The overall distribution of laboratory findings was similar among those who went from testing once per month to once every 3 months and from every 3 months to every 5 months. This included the distribution of neutrophils, whole blood counts, and alanine aminotransferase. There were some changes for platelets, mean cell volume, and the estimated glomerular filtration rate, but these were not clinically significant.
“Abnormal blood results aren’t common in stable methotrexate monotherapy patients,” Ms. Wood reported. “Where abnormalities did occur, it was in the context of patients being concurrently unwell and symptomatic.”
Time for patient-initiated testing?
There are several advantages of less frequent methotrexate monitoring, Ms.
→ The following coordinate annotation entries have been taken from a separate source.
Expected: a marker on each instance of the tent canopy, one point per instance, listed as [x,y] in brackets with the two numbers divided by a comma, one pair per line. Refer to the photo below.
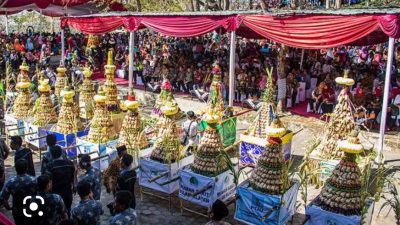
[300,29]
[54,8]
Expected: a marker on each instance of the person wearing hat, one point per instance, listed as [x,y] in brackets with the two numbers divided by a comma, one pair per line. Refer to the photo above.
[92,175]
[112,172]
[190,128]
[218,212]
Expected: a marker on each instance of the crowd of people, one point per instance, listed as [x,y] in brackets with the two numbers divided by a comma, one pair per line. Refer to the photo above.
[187,63]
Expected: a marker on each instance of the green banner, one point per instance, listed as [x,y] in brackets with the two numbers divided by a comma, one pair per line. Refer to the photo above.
[227,130]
Wood said. One is the practicalities of getting to and from appointments, particularly in remote locations, such as where she works.
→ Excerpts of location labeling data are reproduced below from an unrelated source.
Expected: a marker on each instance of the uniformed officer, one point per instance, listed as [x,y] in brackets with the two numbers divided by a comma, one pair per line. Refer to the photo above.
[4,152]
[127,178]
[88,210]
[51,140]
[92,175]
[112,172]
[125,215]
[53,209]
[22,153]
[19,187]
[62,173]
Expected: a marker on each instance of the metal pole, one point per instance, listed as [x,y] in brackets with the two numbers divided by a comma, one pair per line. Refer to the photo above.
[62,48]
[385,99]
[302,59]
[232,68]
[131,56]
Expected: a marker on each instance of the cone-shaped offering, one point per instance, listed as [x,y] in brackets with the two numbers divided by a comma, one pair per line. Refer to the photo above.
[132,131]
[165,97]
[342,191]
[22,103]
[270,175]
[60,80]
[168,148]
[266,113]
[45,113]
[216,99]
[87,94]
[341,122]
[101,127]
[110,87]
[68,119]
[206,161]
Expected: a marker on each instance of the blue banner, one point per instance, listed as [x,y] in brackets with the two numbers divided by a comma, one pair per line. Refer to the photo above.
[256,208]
In addition to reducing workloads and pressure on already busy hospitals and primary care, this could have a huge environmental impact, she suggested.
Moreover, “moderate-quality evidence” supports the current monitoring frequency recommendation.
“We know that our numbers are small – we’re a small center – but our findings are consistent with much larger studies across the U.K.,” Ms. Wood said.
“We wonder whether there’s the possibility of moving towards annual monitoring with good safety netting and patient education for additional blood tests if they are unwell,” she said, adding that “now may be the time for patient-initiated methotrexate monitoring.”
Ms. Wood disclosed Janssen sponsorship for attending the BSR 2022 annual meeting.